Modeling and Simulation Group Meeting

Chirality in single cell and cell collectives as an emergent property of actin self-organization

Speaker: Wenzheng Shi, Courant Institute

Location: Warren Weaver Hall 1302

Date: Thursday, April 11, 2024, 12:30 p.m.

Synopsis:

Deviations from mirror symmetry in multicellular organisms are ubiquitous, yet the molecular mechanisms responsible for the symmetry-breaking remain largely unclear. We investigated the development of a chiral pattern in single cells and groups of cells confined to adhesive islands. Single cells on circular islands had actomyosin stress fibers arranged radially, like spokes on a wheel, tilted counterclockwise.

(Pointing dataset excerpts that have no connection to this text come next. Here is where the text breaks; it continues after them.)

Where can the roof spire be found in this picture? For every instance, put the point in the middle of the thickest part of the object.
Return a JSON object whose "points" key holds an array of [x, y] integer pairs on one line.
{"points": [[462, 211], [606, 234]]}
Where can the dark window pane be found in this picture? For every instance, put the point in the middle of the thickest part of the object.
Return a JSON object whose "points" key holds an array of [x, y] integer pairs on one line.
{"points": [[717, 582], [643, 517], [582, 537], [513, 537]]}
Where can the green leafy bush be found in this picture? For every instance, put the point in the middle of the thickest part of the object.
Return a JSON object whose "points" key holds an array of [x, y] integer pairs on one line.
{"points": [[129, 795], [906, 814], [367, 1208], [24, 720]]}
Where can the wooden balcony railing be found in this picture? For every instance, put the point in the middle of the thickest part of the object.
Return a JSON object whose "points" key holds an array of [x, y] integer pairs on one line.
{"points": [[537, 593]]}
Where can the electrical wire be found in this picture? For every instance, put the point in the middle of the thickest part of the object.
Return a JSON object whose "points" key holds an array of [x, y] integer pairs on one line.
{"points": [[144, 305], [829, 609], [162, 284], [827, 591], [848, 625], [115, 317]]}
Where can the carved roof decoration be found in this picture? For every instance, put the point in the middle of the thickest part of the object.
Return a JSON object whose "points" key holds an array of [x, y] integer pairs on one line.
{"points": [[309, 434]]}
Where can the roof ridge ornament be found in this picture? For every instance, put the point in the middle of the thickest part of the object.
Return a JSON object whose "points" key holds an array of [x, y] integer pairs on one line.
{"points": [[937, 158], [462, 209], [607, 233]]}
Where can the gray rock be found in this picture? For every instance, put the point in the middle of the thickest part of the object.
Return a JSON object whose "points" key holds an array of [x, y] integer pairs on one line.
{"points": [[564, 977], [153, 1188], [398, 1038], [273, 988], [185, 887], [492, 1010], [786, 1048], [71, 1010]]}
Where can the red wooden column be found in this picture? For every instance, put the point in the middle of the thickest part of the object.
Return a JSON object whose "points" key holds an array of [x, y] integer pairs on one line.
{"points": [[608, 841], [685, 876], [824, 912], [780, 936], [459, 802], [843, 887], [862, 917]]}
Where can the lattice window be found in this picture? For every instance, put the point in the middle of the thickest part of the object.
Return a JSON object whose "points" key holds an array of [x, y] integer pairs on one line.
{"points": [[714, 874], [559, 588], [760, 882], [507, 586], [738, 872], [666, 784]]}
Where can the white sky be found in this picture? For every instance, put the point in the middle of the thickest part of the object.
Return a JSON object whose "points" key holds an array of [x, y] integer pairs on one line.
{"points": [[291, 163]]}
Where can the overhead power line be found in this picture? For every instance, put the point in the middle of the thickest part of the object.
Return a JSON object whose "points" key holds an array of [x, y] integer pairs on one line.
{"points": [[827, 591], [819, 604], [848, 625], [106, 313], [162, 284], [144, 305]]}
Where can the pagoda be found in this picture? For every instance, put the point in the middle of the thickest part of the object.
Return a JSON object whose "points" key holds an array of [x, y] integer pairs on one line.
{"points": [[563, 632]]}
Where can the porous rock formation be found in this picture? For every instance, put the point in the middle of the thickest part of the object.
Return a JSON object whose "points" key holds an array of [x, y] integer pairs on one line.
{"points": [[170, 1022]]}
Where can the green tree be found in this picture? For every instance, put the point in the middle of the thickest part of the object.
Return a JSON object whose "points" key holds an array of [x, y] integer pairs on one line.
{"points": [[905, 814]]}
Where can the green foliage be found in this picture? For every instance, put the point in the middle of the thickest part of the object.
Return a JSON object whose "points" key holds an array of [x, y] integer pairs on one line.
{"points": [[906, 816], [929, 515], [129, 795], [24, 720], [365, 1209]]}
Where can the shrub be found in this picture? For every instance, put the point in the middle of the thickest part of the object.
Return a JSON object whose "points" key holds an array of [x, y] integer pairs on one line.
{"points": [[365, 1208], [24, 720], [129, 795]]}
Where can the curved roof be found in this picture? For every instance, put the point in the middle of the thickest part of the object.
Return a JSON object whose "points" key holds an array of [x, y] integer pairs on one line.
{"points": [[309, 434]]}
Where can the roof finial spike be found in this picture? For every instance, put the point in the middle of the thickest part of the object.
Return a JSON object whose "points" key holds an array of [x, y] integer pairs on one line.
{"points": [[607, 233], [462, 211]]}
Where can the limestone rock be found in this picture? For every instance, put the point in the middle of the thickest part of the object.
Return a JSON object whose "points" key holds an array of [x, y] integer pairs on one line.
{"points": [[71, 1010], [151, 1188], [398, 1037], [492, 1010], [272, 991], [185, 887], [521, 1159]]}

When multiple cells were confined to a rectangular island, they elongated along one preferred diagonal and two long rectangle boundaries, making the Cyrillic letter И. Several knockdowns found to reverse stress fiber tilting clockwise in single cells caused multiple cell patterns to reverse chirality to the Roman letter N. To understand the origin of this chirality, we translated microscopy observations into computational models in which the dynamic stress fibers merge and align along the long axis of the cell, and then tilt relative to this axis in a chiral way; neighboring cells tend to align with each other, and cells align with the adhesive boundary.
Simulations of several variants of this model and comparison with experiments based on model predictions revealed that the collective chirality arises from the cells interacting with the boundary, and not from the cell-cell interactions inside the cell group. The resulting model successfully reproduced all observed experimental patterns on the islands of many shapes and sizes. Lastly, we mixed cells of opposite chirality, which led to intricate patterns dependent on the density ratio between these cell types. Our results suggest a novel pathway of chirality propagation from subcellular to multicellular scale underscored by stress fiber dynamics and geometry of the multicellular environment.